For the better understanding of this question it may be well to premise that on October 20, 1882, an act was passed entitled “An act to provide for pilotage on the Columbia and Willamette rivers.” By section 28 of this act the compensation for bar pilotage was fixed at $6 a foot for the first 12 feet draught, and at $8 for each additional foot.

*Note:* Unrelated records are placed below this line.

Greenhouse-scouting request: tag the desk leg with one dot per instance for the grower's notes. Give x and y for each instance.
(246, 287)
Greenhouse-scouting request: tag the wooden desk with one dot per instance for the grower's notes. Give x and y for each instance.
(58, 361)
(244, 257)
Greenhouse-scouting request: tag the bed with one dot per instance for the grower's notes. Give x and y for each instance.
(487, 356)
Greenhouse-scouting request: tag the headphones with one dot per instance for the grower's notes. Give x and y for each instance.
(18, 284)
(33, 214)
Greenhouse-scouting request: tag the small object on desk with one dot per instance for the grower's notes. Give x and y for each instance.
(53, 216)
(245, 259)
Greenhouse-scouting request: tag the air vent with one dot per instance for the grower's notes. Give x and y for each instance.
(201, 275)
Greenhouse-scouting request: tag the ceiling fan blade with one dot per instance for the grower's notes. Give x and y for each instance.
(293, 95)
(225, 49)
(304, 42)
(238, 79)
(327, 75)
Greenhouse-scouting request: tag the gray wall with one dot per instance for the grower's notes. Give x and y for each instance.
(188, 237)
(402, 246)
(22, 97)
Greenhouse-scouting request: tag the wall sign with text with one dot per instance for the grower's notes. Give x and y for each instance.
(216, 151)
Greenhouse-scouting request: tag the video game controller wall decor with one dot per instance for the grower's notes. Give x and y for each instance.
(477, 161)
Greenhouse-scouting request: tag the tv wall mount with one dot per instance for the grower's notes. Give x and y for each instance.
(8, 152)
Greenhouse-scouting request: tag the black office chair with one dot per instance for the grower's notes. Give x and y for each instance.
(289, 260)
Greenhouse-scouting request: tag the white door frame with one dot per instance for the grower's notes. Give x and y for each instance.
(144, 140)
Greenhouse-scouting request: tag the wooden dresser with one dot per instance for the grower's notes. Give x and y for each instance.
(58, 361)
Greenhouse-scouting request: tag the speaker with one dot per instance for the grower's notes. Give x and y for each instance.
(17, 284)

On February 18, 1885, an act was passed, entitled “An act to amend an act entitled” as above. Sess. Laws, 34. By this act, said section 28 was so amended as to make the compensation of bar pilots $8 a foot for tiio first 12 feet draught and $10 for each additional foot. On November 25, 1885, an act was passed entitled “An act to amend section 21 of an act entitled” as last above. Sess. Laws, 23. The act referred to as being thereby amended has no section 21, and what was probably meant was section 21 of the aot of 1882, which was amended by section 1 of the act of February 18, 1885. However, the compensation of pilots was not thereby affected. On February 21,1887, an act was passed entitled “An act to amend an act entitled” as last above, “and also sections 3 and 28 of the act of February 18,1885.” Sess. Laws, 95. But the last-named act had no section 28, and the section 28 doubtless intended was the section so numbered in the original pilot act of 1882, which was amended, as above, by the act of February 18, 1885. Neither did this amendment change the rates for bar pilotage.

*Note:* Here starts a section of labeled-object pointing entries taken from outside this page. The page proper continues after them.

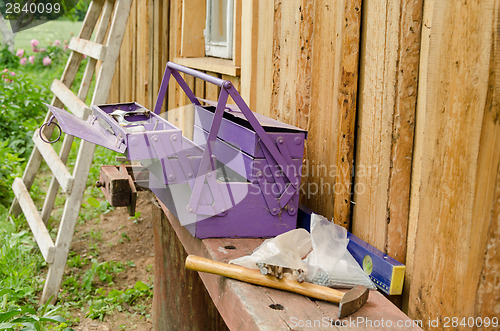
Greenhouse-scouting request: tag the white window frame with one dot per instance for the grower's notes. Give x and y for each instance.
(222, 49)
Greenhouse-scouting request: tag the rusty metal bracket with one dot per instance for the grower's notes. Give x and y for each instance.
(120, 184)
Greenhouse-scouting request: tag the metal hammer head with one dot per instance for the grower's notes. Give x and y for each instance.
(353, 300)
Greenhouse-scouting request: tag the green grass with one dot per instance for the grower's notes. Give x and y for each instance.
(22, 266)
(47, 33)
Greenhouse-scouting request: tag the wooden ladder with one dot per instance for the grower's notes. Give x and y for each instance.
(109, 19)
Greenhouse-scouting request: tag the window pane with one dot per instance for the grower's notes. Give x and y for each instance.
(219, 28)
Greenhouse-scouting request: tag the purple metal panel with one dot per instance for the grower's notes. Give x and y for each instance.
(245, 138)
(228, 155)
(87, 130)
(249, 219)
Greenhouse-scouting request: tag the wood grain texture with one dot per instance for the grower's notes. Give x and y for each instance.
(387, 105)
(459, 165)
(488, 293)
(335, 49)
(193, 24)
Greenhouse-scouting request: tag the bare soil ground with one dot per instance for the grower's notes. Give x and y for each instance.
(123, 239)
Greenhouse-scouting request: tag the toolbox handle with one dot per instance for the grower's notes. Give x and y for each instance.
(197, 74)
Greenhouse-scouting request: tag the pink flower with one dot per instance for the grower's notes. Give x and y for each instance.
(46, 61)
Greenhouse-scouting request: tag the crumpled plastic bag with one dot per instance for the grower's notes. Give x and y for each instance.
(286, 250)
(330, 263)
(321, 255)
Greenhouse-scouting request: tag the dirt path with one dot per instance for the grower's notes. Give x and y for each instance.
(121, 239)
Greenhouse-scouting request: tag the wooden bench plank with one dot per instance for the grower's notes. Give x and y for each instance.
(87, 47)
(248, 307)
(35, 222)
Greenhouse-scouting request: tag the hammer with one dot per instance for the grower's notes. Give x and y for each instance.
(349, 302)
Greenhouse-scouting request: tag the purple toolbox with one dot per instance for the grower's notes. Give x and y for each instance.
(239, 177)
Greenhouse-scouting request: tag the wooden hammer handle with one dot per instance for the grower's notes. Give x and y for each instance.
(255, 277)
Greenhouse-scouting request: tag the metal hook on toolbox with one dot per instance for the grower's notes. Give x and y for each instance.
(47, 124)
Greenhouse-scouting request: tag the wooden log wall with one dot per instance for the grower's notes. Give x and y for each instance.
(455, 260)
(387, 101)
(309, 82)
(422, 134)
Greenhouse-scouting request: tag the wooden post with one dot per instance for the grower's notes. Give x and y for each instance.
(390, 55)
(455, 198)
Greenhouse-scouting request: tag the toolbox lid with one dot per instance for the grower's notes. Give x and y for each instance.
(90, 131)
(233, 113)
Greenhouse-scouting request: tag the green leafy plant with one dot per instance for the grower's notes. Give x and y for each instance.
(28, 318)
(118, 300)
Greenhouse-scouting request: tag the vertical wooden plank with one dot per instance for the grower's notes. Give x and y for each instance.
(151, 91)
(346, 102)
(236, 83)
(249, 43)
(143, 60)
(193, 23)
(387, 101)
(488, 293)
(160, 41)
(334, 62)
(125, 69)
(403, 128)
(114, 92)
(237, 33)
(459, 166)
(212, 91)
(418, 147)
(263, 86)
(133, 41)
(174, 94)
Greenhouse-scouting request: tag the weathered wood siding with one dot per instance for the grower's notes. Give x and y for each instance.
(422, 132)
(455, 202)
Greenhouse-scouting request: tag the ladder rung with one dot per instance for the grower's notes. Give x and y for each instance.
(35, 222)
(55, 164)
(69, 99)
(87, 47)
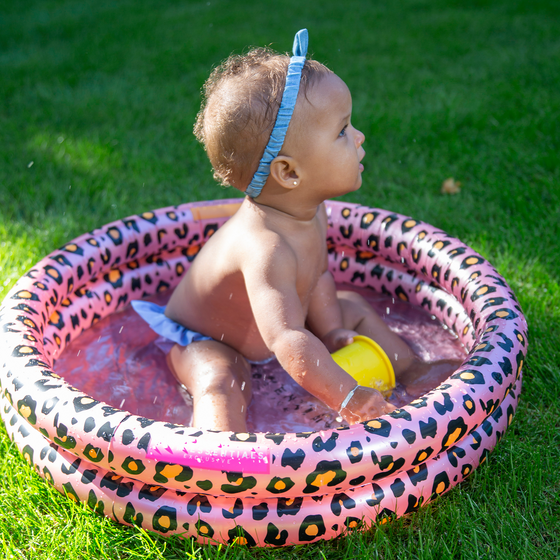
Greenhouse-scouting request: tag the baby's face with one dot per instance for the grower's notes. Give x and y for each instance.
(324, 142)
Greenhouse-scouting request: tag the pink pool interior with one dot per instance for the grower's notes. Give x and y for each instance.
(117, 362)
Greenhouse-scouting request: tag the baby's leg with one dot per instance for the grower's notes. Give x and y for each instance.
(219, 380)
(418, 377)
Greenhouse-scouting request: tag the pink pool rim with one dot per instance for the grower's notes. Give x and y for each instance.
(258, 489)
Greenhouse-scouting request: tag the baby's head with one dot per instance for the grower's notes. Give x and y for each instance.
(241, 100)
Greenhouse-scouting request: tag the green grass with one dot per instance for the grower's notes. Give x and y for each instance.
(97, 102)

On February 26, 1885, an act was passed entitled'“An act to provide for collecting, compiling, and distributing the laws of Oregon, with annotations.” Sess. Laws, 142. This act authorized the secretar}' to purchase 1,000 copies of such Compilation when prepared; the same to be first submitted to the governor for examination,” and to be by him certified “to contain all the general statutes in Oregon in force, * * * arranged * * * in the order and method of a code, and in sections numbered consecutively from one to the end of the entire body of general statutes, with marginal notes showing the (late of the passage of each section.” This “Compilation” was to be in two volumes, and so arranged that the codes should be in the first volume, and the oilier general statutes in the second one.

Section 4 of the act provides: “From and after the time when the said compilation shall be examined and certified by the governor, as hereinbefore .provided, it shall be in force, and shall bo received in all the courts of the state as an authorized compilation of the statutes of Oregon.”

On August 9, 1887, the governor prefixed his certificate to a “Compilation of the Statutes of Oregon,” published in two volumes, made by “ William Lair Hill,” copies of which appear to have been purchased and distributed by the secretary in pursuance of said act of February 26, 1885, and properly known as the “Compilation of 1887.”

The pilotage aot of 1882, and the several acts amendatory thereof, passed in 1885 and 1887, as above stated, constitute title 1 of chapter 66 of this compilation.

*378On February 18, 1889, in this state of the law on the subject of pilotage, an act was passed entitled “An act to amend title 1 of chapter 66 of Hill’s Annotated Laws of Oregon relating to pilotage at the Columbia river bar and on the Columbia and Willamette rivers.”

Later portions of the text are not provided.